This is a sermon I preached at the 2019 Ancient Evangelical Future Conference at Trinity School for Ministry.
This morning’s lectionary reading from Luke’s gospel consists of a number of stories about conflict between Jesus and different opponents. Each one of these could be the subject of a sermon in itself. In Cyril of Alexandria’s Commentary on Luke, Cyril preaches three different sermons on what for us this morning is a single reading. I don’t have time to preach three sermons, but I don’t intend to focus on only one of the conflicts in which Jesus is involved in this passage either. Instead, I want to focus on the issue of conflict itself. Each one of the conflicts in which Jesus is engaged is essentially about a theological disagreement, and I am going to suggest that in this morning’s lectionary reading, Jesus provides an ideal example of how to deal with theological disagreement. We live in a culture that does not handle conflict very well, but, more to the point, this is a theological conference in which Christians of different theological traditions are gathered, so there are certainly issues of theological disagreement among us. Yet, this is also an ecumenical conference, in which, despite not agreeing on everything, we presumably believe that we agree enough on some things that we can meet together both to engage in mutually beneficial discussion and to worship. So how does Jesus address theological conflict in these stories?

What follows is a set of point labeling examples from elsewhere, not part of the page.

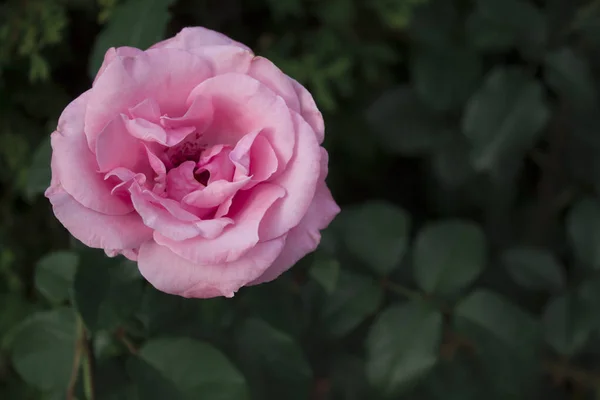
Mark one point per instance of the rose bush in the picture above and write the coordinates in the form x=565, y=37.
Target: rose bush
x=197, y=159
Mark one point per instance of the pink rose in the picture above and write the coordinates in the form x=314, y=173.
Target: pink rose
x=197, y=159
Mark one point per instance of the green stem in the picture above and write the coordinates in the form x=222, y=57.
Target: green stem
x=88, y=371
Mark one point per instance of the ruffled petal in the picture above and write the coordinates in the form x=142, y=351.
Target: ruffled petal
x=238, y=238
x=215, y=193
x=172, y=274
x=181, y=181
x=95, y=229
x=155, y=74
x=76, y=167
x=299, y=180
x=242, y=104
x=158, y=217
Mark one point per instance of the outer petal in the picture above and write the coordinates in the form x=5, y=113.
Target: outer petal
x=75, y=165
x=95, y=229
x=305, y=237
x=242, y=105
x=299, y=180
x=235, y=240
x=165, y=75
x=310, y=112
x=172, y=274
x=113, y=53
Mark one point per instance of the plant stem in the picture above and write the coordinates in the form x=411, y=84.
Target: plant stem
x=88, y=369
x=76, y=360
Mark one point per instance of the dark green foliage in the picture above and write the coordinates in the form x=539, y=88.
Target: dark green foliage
x=464, y=143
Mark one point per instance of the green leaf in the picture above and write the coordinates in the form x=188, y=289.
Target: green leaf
x=355, y=298
x=43, y=348
x=325, y=271
x=195, y=368
x=504, y=117
x=273, y=361
x=107, y=291
x=567, y=327
x=54, y=275
x=90, y=286
x=404, y=125
x=497, y=316
x=534, y=268
x=135, y=23
x=448, y=256
x=570, y=75
x=445, y=78
x=507, y=342
x=583, y=230
x=402, y=347
x=377, y=233
x=39, y=174
x=515, y=23
x=150, y=383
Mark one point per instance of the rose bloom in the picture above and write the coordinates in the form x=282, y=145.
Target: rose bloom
x=198, y=160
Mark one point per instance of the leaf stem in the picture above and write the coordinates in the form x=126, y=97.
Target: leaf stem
x=88, y=369
x=76, y=360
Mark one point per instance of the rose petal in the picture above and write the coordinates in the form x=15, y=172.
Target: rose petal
x=148, y=109
x=270, y=75
x=310, y=112
x=305, y=237
x=181, y=181
x=299, y=180
x=115, y=147
x=237, y=238
x=156, y=74
x=215, y=193
x=95, y=229
x=76, y=167
x=160, y=219
x=241, y=105
x=172, y=274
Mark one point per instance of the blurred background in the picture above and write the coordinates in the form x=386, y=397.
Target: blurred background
x=464, y=142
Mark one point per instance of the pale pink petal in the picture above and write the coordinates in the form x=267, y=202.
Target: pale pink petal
x=263, y=160
x=76, y=167
x=115, y=147
x=181, y=181
x=305, y=237
x=242, y=104
x=310, y=112
x=214, y=194
x=156, y=74
x=148, y=109
x=236, y=239
x=172, y=274
x=151, y=132
x=95, y=229
x=299, y=180
x=270, y=75
x=198, y=115
x=218, y=164
x=160, y=219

In the first conflict story, Jesus encounters some Sadducees, a Jewish group who disagreed with the Pharisees in that they did not believe in the resurrection of the dead. Jesus’ Sadducee opponents engage in a reductio ad absurdum argument. They try to discredit the notion of resurrection by showing that if taken to its logical extreme, resurrection would lead to absurd results. They tell the story of a woman whose husband dies. Under the principle of levirate marriage, found in Deuteronomy 25, the brother of a man who had died was obligated to marry his brother’s widow in order that the man would not have died without heirs, but also as a form of financial security for the widow. The central plot of the book of Ruth in the Old Testament revolves around this practice. As the Sadducees tell the story, the woman marries the surviving brother, but he dies as well. The widow keeps marrying brothers, all of whom die, and then finally she dies. This leads to a question with all of the sophistication of a social media debate: If there is a resurrection, out of the seven brothers, whose wife would the woman be?